Their technical skill and sophistication, along with the careful study of tradition and expert blending of yarns, motifs, ideas, and inspirations have produced creations of inestimable value
It has injected new life into the hand-loom tradition enabling the seven weavers to bring together countless weaves and techniques. They only use natural materials, such as Sardinian wool, cotton, linen, and silk, enriched with gold and silver thread to create precious tapestries with typical motifs and patterns. Their technical skill and sophistication, along with the careful study of tradition and expert blending of yarns, motifs, ideas, and inspirations have produced creations of inestimable value. On their traditional handlooms, they use many techniques. “A bagas” is brocade wefts for tapestry. “A pibiones” is used for carpets, where wefts are embossed. Each woman starts a job and finishes it with slow and meticulous progress. For the most simple tapestries, they make 7-8 centimeters per day. While for the most complex one, their progress may be as little as 3 centimeters per day.

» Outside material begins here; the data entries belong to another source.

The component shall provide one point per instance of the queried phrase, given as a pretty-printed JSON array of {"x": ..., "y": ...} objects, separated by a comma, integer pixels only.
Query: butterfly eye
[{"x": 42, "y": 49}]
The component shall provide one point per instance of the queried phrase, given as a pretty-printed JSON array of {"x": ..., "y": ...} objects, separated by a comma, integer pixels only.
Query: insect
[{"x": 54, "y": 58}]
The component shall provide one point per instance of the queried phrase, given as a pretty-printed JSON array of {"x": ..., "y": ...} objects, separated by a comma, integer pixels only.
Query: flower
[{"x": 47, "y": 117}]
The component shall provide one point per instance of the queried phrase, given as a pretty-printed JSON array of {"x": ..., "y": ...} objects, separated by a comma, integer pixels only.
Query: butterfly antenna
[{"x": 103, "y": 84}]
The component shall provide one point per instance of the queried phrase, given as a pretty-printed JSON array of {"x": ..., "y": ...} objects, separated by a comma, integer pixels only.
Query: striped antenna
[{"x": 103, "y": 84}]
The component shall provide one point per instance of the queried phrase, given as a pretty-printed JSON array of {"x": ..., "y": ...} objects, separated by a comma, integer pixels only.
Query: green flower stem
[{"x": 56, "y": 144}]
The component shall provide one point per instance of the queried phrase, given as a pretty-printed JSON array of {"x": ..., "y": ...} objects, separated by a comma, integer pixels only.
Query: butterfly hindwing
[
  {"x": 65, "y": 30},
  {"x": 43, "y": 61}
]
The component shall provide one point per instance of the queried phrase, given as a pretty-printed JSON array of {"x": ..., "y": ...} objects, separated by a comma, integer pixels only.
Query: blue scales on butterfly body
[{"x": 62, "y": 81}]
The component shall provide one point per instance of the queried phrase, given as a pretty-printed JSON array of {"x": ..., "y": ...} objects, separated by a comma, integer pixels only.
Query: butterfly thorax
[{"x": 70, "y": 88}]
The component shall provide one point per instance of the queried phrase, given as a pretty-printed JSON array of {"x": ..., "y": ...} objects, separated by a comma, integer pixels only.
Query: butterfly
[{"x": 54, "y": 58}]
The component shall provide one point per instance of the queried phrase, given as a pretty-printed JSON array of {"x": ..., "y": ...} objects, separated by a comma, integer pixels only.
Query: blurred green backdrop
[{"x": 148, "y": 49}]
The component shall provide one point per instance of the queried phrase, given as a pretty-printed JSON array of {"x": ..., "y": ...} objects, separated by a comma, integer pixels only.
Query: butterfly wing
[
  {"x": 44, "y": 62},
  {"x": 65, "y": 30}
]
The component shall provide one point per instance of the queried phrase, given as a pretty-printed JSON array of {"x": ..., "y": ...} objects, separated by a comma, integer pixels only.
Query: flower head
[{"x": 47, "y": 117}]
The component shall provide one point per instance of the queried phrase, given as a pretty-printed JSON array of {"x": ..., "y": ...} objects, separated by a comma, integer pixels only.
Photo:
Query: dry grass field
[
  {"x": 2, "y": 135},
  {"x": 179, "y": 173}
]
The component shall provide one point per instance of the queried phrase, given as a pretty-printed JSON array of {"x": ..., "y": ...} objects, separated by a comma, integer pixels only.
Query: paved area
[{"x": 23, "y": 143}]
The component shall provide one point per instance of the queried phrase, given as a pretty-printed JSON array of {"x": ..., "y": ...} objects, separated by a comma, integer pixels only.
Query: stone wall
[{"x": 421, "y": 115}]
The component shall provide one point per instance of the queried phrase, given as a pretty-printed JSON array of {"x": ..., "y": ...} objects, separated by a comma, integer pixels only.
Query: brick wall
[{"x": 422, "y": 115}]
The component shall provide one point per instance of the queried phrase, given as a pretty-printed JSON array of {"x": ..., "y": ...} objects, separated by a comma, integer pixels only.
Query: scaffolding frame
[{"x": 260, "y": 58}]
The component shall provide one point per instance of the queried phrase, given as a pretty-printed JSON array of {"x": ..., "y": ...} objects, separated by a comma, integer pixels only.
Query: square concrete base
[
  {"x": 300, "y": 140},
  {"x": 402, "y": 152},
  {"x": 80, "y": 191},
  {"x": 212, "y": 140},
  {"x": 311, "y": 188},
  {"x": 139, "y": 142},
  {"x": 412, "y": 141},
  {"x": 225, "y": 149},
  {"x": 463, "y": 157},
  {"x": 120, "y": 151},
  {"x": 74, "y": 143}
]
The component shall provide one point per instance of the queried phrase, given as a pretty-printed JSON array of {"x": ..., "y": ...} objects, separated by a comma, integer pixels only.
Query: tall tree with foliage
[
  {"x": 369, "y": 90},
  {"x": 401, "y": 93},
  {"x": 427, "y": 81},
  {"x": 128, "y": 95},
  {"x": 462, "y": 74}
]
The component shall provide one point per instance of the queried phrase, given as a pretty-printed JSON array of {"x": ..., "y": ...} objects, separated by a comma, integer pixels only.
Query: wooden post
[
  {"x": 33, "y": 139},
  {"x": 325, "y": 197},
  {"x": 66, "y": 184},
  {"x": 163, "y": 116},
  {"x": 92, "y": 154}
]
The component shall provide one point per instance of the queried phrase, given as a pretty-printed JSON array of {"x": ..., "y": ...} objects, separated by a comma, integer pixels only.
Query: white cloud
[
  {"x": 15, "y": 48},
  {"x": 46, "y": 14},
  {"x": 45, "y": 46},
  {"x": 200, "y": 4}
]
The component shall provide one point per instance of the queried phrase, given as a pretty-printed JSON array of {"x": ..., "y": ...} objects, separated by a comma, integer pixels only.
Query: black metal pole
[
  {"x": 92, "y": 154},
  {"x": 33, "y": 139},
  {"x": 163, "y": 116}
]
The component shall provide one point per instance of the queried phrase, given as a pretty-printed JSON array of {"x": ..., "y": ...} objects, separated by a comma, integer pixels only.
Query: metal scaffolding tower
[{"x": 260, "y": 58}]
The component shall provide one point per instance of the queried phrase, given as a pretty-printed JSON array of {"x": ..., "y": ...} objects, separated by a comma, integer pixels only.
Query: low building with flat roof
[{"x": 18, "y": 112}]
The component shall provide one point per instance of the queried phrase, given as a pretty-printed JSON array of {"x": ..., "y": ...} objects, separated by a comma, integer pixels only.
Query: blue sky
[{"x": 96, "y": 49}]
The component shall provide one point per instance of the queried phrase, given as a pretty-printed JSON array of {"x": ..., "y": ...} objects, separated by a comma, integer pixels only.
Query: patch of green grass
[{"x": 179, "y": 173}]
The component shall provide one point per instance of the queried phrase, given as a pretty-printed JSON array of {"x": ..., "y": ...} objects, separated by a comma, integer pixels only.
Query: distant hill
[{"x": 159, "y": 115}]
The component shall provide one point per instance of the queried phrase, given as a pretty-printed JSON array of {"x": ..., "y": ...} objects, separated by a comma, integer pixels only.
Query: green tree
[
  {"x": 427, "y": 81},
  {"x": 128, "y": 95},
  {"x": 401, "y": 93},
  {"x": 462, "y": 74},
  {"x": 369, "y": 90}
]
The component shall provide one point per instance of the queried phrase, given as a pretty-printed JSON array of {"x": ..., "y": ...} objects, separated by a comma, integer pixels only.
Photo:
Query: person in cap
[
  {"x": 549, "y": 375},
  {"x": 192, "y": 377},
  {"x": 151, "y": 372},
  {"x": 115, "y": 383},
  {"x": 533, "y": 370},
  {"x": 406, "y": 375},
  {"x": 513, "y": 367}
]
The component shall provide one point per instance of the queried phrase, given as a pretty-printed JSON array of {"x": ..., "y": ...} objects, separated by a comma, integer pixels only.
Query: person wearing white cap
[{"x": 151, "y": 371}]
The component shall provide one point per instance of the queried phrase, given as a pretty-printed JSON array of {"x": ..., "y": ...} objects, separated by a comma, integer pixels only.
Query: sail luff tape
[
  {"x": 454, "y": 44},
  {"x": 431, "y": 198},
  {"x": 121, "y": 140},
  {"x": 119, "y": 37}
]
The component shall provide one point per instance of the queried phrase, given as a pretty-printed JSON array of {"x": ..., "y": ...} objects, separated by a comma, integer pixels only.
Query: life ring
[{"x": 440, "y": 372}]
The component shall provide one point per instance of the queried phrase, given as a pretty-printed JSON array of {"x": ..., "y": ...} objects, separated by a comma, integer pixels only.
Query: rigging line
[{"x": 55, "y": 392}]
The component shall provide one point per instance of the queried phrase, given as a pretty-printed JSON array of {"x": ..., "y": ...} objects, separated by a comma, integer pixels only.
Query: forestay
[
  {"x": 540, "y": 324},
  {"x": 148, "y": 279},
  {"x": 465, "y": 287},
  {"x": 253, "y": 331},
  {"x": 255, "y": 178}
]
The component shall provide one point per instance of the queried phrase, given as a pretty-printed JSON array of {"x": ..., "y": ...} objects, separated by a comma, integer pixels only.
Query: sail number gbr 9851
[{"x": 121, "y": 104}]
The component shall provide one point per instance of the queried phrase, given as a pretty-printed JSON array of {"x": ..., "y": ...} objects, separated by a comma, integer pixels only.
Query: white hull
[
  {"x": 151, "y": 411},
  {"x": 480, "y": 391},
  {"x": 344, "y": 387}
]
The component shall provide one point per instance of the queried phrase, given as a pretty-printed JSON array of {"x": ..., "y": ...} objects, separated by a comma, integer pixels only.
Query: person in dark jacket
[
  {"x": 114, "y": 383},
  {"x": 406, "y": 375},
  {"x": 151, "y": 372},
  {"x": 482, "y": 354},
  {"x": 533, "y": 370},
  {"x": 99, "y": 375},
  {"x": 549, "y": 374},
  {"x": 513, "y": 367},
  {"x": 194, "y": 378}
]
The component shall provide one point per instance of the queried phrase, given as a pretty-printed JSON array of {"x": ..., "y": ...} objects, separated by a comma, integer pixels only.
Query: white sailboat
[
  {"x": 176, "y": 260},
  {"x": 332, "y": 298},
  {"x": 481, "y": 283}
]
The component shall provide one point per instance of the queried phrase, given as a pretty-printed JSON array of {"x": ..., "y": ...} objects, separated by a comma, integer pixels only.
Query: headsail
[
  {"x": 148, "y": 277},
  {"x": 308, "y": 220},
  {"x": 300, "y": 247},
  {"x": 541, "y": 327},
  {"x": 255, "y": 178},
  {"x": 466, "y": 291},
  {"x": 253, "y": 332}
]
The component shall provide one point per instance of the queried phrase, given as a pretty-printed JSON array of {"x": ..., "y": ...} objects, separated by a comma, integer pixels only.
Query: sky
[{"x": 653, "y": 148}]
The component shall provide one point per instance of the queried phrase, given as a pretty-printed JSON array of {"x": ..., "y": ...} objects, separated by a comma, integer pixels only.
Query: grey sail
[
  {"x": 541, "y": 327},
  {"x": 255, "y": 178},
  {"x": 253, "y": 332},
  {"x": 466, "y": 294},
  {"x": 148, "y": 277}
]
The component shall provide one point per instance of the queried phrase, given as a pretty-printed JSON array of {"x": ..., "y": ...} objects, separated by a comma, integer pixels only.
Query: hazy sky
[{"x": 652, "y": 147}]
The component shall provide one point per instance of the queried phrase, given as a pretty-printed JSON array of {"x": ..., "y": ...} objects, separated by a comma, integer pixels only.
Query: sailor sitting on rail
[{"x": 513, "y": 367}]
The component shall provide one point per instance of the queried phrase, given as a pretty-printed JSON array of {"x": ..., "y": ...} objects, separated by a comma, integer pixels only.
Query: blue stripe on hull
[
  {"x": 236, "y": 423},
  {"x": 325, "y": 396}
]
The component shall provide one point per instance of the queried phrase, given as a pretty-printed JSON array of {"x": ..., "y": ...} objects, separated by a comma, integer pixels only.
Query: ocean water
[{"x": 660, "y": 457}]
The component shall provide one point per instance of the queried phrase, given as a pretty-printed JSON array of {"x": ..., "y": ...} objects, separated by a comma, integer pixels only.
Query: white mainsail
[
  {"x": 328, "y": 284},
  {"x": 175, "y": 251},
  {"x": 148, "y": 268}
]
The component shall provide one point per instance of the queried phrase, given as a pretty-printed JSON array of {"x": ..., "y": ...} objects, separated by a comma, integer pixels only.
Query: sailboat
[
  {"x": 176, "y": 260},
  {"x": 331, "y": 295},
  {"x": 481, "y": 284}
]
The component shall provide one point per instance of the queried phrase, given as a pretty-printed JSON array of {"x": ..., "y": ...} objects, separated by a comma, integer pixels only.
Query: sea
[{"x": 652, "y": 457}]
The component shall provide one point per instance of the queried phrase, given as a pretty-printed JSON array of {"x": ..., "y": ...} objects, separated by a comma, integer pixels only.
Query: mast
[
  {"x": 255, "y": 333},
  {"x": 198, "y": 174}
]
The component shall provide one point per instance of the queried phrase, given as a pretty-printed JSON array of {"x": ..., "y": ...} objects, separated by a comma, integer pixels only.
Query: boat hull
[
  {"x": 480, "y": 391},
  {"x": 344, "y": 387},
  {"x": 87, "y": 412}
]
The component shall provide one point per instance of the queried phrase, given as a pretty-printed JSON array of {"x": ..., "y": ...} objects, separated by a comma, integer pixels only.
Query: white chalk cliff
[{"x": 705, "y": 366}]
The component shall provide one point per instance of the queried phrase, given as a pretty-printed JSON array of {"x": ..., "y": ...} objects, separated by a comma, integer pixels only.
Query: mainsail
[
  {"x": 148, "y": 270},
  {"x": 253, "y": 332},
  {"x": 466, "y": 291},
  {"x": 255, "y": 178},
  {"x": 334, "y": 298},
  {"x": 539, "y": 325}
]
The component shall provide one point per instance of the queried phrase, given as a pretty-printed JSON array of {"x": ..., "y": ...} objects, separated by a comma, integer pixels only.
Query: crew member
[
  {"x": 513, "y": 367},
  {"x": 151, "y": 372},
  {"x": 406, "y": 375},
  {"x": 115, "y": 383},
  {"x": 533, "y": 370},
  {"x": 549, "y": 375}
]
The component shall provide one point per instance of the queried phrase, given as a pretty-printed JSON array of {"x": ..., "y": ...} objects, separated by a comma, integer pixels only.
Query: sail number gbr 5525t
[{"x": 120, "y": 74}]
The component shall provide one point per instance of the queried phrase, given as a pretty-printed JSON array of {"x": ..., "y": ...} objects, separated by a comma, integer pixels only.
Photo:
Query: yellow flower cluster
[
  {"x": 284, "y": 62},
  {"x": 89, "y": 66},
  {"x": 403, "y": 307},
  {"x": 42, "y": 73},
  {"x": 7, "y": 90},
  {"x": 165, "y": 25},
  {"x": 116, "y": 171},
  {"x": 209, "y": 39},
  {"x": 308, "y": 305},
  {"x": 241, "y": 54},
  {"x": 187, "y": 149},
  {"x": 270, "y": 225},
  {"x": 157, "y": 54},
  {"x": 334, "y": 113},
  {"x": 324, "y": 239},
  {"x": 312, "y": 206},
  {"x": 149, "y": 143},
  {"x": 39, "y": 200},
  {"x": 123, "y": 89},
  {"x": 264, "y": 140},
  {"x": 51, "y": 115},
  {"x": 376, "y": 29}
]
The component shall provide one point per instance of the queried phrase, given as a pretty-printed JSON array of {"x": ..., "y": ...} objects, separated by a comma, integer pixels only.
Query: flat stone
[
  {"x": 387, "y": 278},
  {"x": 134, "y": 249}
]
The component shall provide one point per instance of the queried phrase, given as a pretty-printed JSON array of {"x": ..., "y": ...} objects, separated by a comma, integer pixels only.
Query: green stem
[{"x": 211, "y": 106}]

Su Trobasciu exhibited its crafts at leading international fairs and worked with numerous designers. It even boasts illustrious partnerships with world-famous designers, such as Patricia Urquiola. The great Spanish designer, long an admirer of weaving and knitting techniques, commissioned them some of her finest carpets. Urquiola found that the Mogoro craftswomen possess the care and precision needed to interpret her style.